Leituras acima de 50 sugerem expansão, enquanto números abaixo desse patamar sinalizam retração. Esse resultado reflete uma perda de impulso na produção em meio ao aumento dos custos de energia decorrente do conflito no Oriente Médio.
✨ Apesar da desaceleração na indústria, setores como serviços mostraram recuperação com o PMI composto subindo para 50,5 em maio.
Desempenho Setorial
O PMI de serviços avançou de 49,4 para 50,1, retomando território de crescimento. Esses acontecimentos lançam novas perspectivas sobre a economia chinesa, após sinais de lentidão no mês anterior. Os gastos do consumidor diminuíram em abril, atingindo seu menor ritmo desde 2022.

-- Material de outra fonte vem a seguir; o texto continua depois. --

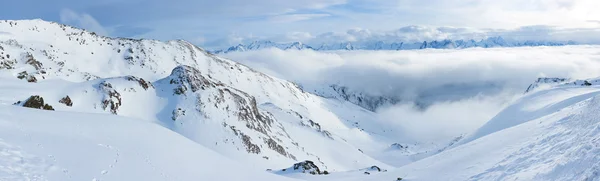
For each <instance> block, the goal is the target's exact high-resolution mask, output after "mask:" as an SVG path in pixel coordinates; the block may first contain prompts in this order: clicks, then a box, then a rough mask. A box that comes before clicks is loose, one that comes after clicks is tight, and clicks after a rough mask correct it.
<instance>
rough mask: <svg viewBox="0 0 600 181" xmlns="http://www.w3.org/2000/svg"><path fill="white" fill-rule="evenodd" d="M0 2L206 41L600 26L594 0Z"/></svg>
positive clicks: (477, 32)
mask: <svg viewBox="0 0 600 181" xmlns="http://www.w3.org/2000/svg"><path fill="white" fill-rule="evenodd" d="M0 3H1V4H3V7H4V8H2V10H0V19H33V18H41V19H44V20H49V21H56V22H61V23H65V24H69V25H74V26H78V27H81V28H85V29H88V30H92V31H95V32H97V33H100V34H104V35H110V36H121V37H133V38H152V39H160V40H170V39H185V40H188V41H190V42H192V43H195V44H198V45H201V46H206V47H219V46H226V45H232V44H237V43H242V42H247V41H250V40H257V39H270V40H274V41H307V40H314V39H317V38H323V37H325V38H337V39H339V41H353V39H356V38H360V36H373V34H376V35H377V36H382V34H383V35H390V34H398V33H402V32H403V31H407V30H415V29H416V30H419V32H418V34H419V36H425V37H429V38H440V37H441V38H444V37H452V36H453V34H455V33H457V32H458V33H459V34H465V32H469V35H472V34H473V33H474V34H477V33H480V34H481V33H485V32H488V31H493V32H498V31H501V32H504V31H511V32H512V31H517V32H520V33H519V34H520V35H521V34H523V33H525V34H536V35H537V34H544V35H549V34H555V33H554V32H557V31H558V32H559V34H560V33H561V32H562V33H564V32H571V34H569V36H572V35H573V34H576V35H577V37H575V38H571V39H581V36H585V35H589V36H592V35H596V36H595V37H597V35H598V29H599V28H600V11H598V10H597V8H598V7H600V1H598V0H377V1H373V0H369V1H367V0H294V1H290V0H172V1H165V0H95V1H88V0H18V1H16V0H0ZM6 5H10V6H6ZM7 7H10V8H7ZM407 26H408V27H407ZM439 27H443V28H439ZM449 27H453V28H450V29H448V28H449ZM423 29H424V30H423ZM444 30H448V31H449V32H444ZM573 32H575V33H573ZM594 33H596V34H594ZM440 34H441V35H440ZM451 34H452V35H451ZM565 36H566V35H565ZM569 36H566V37H567V38H569Z"/></svg>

Além disso, a produção industrial, os investimentos e o setor imobiliário continuam a enfrentar desafios e estão abaixo das previsões dos economistas. Isso reforça a ideia de que a recuperação da segunda maior economia do mundo é desigual.
Contexto Global
O aumento dos custos de energia, exacerbado pela guerra no Irã, adicionou pressão ao ambiente econômico. Economistas consideram improvável uma intervenção imediata por parte de Pequim, dada a estabilidade observada nas exportações e o crescimento acima do esperado no primeiro trimestre.
Esse panorama é especialmente observado pelo agronegócio, uma vez que a China desempenha um papel crucial na demanda global por commodities e alimentos. No entanto, não há informações claras sobre o impacto imediato nas compras chinesas de produtos agropecuários.
A interpretação técnica sugere uma estabilidade na manufatura, com melhorias visíveis nos serviços e no índice composto. Novos dados relacionados à atividade econômica, comércio exterior e demanda interna serão essenciais para avaliar potenciais reflexos nos mercados conectados às exportações brasileiras.